I was taught to not chart med errors in patient record. Of course, we fill out an incident report saying what was done, any adverse reaction, how to keep this from happening etc, but that those are to be kept internally. Of course if we are surveyed we must turn this over, but these are not to go into a client record.

has this changed and what are people learning now, doing now. ?

I haven't taken NCLEX yet, but what we were taught in school, and what the practice NCLEX questions I have been doing also teach, is that you document in the chart what was actually administered. There is also an incident report, but the fact that it even exists is NOT charted. If a nurse were to write, "blah blah blah, incident report generated," in the pt record, that incident report becomes discoverable by opposing counsel should the matter ever end up in court.

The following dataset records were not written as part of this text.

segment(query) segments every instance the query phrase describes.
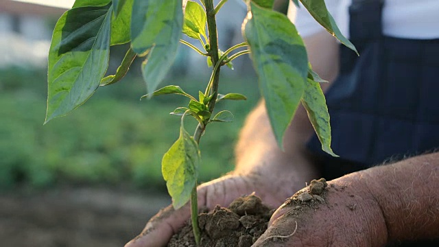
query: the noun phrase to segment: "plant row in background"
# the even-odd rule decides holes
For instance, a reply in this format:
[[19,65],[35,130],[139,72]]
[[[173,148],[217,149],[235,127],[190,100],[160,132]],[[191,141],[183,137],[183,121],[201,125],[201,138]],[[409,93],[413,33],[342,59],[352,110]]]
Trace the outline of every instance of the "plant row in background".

Specializes in Critical Care, ED, Cath lab, CTPAC,Trauma.

You can document that med X was given...MD notified. patient monitored. See orders......If there were any. DO NOT mention incident report written.

Specializes in Pedi.

How do you not document that a med error happened? You can't document that you administered everything correctly when you didn't. What you DON'T document is that an incident report was written.

I document errors but I see that some nurses at my work don't. I'm not sure why they don't - to me it needs to be mentioned! But never mention the incident report.

Specializes in NICU.

Before our computerized order entry, we had a doctor that, if an error was made would handwrite an order like "Xmg of ABC drug to be given correctly, as previously ordered. Write incident report." He was repeatedly told that was inappropriate. We had varying reactions to that sort of order. Yes, I'll give the med correctly, but no, I'm too busy to write an incident report about something I have no knowledge of.